Dian spähte durch das Astloch. „Er ist der große Junge da hinten, der Anni gerade ihre Tüte Gummibärchen wegnimmt.“

Das Mädchen blickte über den Schulhof und sah einen sehr kräftigen, dicklichen Jungen, der etwa zehn Jahre alt war und nach Ärger aussah. Er stopfte sich gerade eine Handvoll Gummibärchen in den Mund, während er nach seinem nächsten Opfer Ausschau hielt.

Das Mädchen sah wieder in die Hütte hinein. „Wie lange willst du dich vor ihm verstecken?“

Dian zuckte mit den Schultern. „Bis nächstes Jahr vielleicht. Dann wechselt er die Schule.“

Sie seufzte, kroch in die Hütte und setzte sich neben ihn auf die Bank.

„Warum wehrst du dich nicht?“, fragte sie.

„Er ist viel stärker als ich.“

„Und warum läufst du nicht vor ihm weg?“

„Er ist auch schneller als ich.“

Ihre eisblauen Augen sahen ihn mit einer Mischung aus Mitleid und Verzweiflung an. Dann schüttelte sie langsam den Kopf.

„Ich wette, du hast etwas, was er nicht hat.“

„Ja, mein Milchgeld.“

„Das meine ich nicht!“

Sie bohrte ihren Zeigefinger in seine Stirn.

„Ich wette, du hast da oben Grips drin! Und Kloppi sieht aus, als ob seine Mama ihm immer noch jeden Morgen die Schuhe zubinden muss.“

Das Mädchen sah sich um. Die Spielburg wurde direkt auf dem Sandkasten errichtet und hatte keinen eigenen Boden. Ein wenig Laub lag im Sand herum. In einer Ecke lagen ein paar zerknüllte Taschentücher, Zigarettenstummel und die Scherben einer kaputten Bierflasche. In der anderen Ecke war etwas im Sand vergraben. Sie zog daran und hielt ein altes Springseil in der Hand.

„Weißt du was? Ich werde dir helfen“, sagte sie grinsend. Dann erklärte sie ihm ihren Plan.

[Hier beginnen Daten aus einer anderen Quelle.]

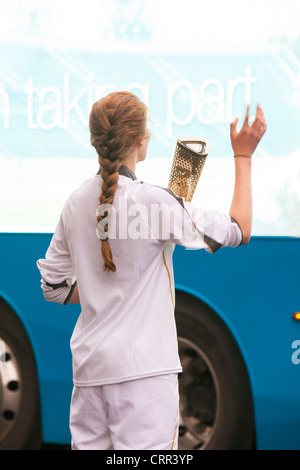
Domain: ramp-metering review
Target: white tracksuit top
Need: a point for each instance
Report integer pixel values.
(126, 329)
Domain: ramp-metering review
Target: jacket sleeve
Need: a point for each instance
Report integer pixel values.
(57, 272)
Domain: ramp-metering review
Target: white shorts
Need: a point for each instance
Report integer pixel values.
(135, 415)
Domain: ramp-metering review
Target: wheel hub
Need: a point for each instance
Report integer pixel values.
(10, 389)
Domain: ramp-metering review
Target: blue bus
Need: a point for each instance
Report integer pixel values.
(237, 311)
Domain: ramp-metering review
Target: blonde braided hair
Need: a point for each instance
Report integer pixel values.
(116, 122)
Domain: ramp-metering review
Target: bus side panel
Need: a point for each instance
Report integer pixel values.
(49, 328)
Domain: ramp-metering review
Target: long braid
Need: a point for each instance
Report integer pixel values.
(115, 123)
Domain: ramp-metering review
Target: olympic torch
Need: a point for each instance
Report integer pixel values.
(188, 162)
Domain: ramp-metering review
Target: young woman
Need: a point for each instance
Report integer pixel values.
(112, 253)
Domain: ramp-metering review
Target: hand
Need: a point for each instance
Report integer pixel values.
(246, 141)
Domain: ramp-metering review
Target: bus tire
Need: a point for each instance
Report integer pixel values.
(20, 424)
(216, 409)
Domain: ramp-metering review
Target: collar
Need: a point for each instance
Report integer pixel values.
(124, 171)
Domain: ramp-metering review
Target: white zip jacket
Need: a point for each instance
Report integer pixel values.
(126, 329)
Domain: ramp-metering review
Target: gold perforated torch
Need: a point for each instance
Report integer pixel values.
(188, 162)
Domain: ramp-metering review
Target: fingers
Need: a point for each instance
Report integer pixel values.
(233, 131)
(246, 122)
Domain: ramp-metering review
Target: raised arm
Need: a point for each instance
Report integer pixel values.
(244, 144)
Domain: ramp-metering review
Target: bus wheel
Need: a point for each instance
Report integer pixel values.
(216, 410)
(19, 398)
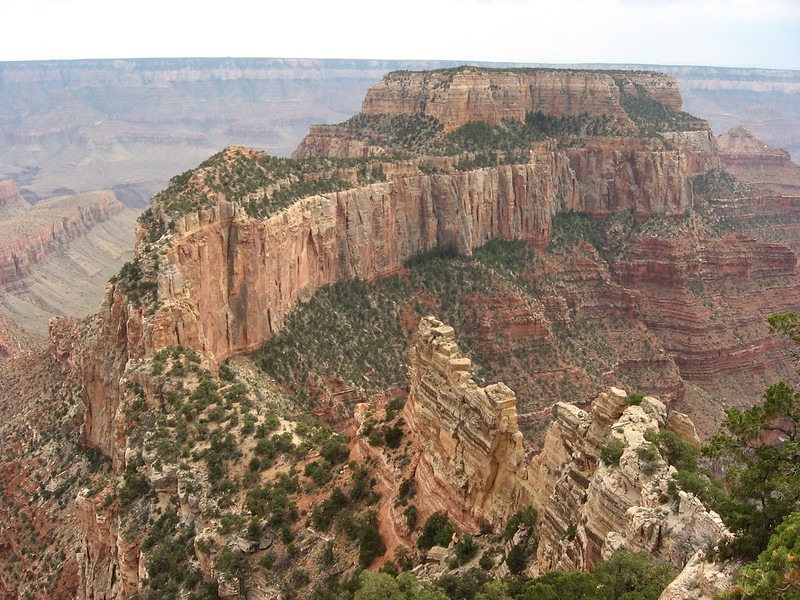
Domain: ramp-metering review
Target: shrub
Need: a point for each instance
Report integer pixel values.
(437, 531)
(611, 450)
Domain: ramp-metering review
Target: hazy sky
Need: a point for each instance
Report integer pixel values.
(748, 33)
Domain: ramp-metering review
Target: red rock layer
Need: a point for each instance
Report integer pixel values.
(27, 239)
(757, 163)
(708, 300)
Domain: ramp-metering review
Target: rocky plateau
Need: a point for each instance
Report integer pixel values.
(151, 384)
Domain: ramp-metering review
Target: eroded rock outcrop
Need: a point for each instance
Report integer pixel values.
(590, 508)
(473, 466)
(757, 163)
(458, 96)
(29, 236)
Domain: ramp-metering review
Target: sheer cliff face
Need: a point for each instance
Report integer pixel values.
(473, 466)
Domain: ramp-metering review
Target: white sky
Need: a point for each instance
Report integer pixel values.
(745, 33)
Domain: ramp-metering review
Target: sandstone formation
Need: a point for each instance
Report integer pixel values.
(56, 255)
(458, 96)
(611, 506)
(757, 163)
(473, 465)
(39, 231)
(221, 282)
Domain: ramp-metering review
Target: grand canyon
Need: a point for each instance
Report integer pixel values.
(478, 304)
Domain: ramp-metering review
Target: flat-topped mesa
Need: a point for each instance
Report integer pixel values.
(228, 248)
(457, 96)
(421, 112)
(472, 465)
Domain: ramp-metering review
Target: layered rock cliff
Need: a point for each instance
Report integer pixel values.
(473, 465)
(212, 276)
(56, 255)
(757, 163)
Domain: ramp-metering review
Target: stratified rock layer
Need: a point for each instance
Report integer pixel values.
(473, 466)
(757, 163)
(459, 96)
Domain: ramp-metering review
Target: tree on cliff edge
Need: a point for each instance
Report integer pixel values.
(762, 449)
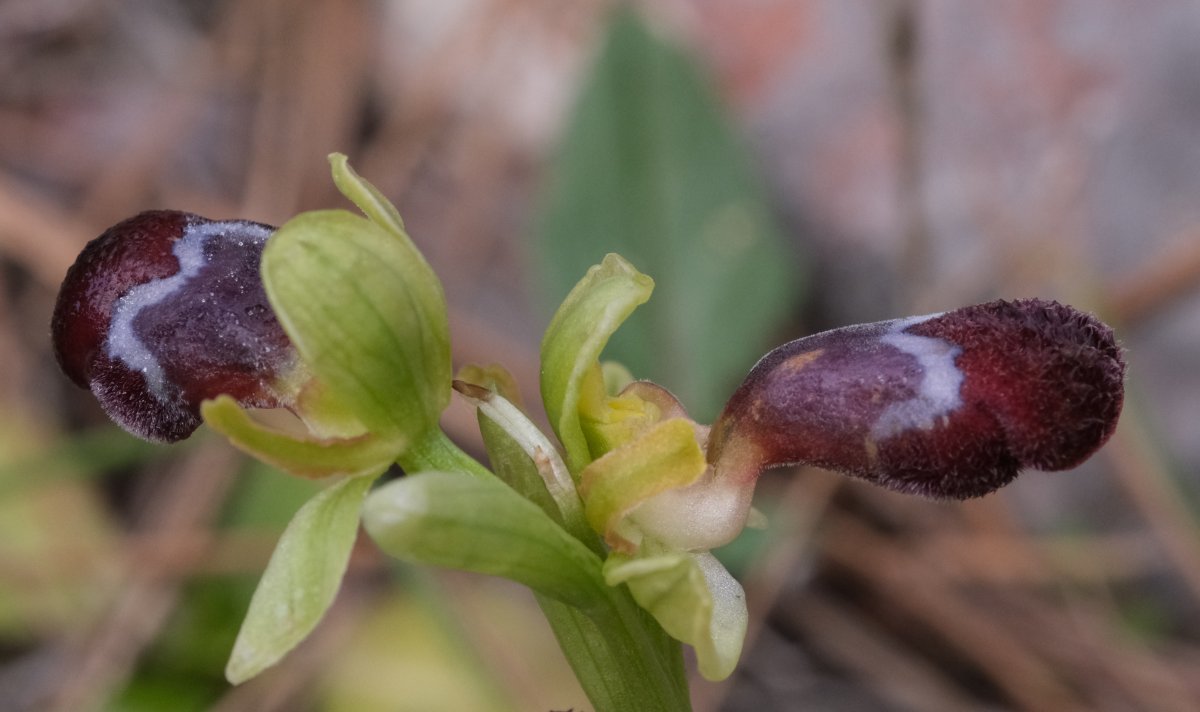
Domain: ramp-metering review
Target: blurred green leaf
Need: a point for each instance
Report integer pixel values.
(649, 168)
(300, 580)
(366, 315)
(481, 525)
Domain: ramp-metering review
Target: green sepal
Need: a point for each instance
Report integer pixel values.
(694, 598)
(303, 456)
(581, 328)
(366, 315)
(367, 197)
(665, 456)
(301, 578)
(454, 520)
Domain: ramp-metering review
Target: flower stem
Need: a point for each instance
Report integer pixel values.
(619, 654)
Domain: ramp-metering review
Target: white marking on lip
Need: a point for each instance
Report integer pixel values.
(123, 343)
(939, 392)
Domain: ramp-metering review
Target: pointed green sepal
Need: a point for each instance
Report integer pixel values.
(481, 525)
(303, 456)
(301, 579)
(367, 317)
(666, 456)
(694, 598)
(570, 349)
(367, 197)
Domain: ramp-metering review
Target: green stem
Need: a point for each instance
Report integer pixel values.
(619, 654)
(437, 452)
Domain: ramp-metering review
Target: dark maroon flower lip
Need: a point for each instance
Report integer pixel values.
(949, 405)
(165, 310)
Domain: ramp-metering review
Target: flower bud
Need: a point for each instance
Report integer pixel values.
(166, 310)
(951, 405)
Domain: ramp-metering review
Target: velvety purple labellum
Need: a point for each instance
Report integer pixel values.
(166, 310)
(949, 405)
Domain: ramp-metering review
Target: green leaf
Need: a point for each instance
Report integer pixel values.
(695, 600)
(581, 328)
(651, 168)
(481, 525)
(312, 458)
(301, 579)
(367, 317)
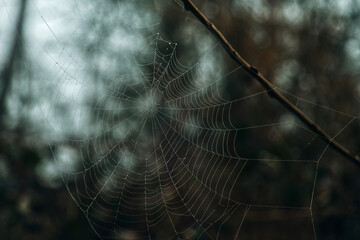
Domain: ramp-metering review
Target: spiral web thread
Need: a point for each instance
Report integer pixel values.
(164, 159)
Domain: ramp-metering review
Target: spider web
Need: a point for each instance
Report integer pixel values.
(171, 154)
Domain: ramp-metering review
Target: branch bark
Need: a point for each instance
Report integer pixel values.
(6, 73)
(272, 91)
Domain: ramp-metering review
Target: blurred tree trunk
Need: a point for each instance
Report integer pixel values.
(6, 73)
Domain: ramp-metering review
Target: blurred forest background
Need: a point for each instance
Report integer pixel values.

Die Pause war bereits zur Hälfte vorbei, und Kloppi hatte immer noch Hunger. Er hielt Ausschau nach diesem Schwächling, der jeden Montag Milchgeld und manchmal auch einen Müsliriegel dabei hatte, aber er konnte ihn nirgendwo finden. Er war es leid, immer nach seinen Opfern suchen zu müssen. Es wäre viel einfacher, wenn sie die Sachen freiwillig zu ihm brächten und sich danach von ihm verhauen lassen würden.

Plötzlich sah er sein nächstes Ziel neben der Spielburg stehen. „Hab ich dich!“, rief er triumphierend und rannte los.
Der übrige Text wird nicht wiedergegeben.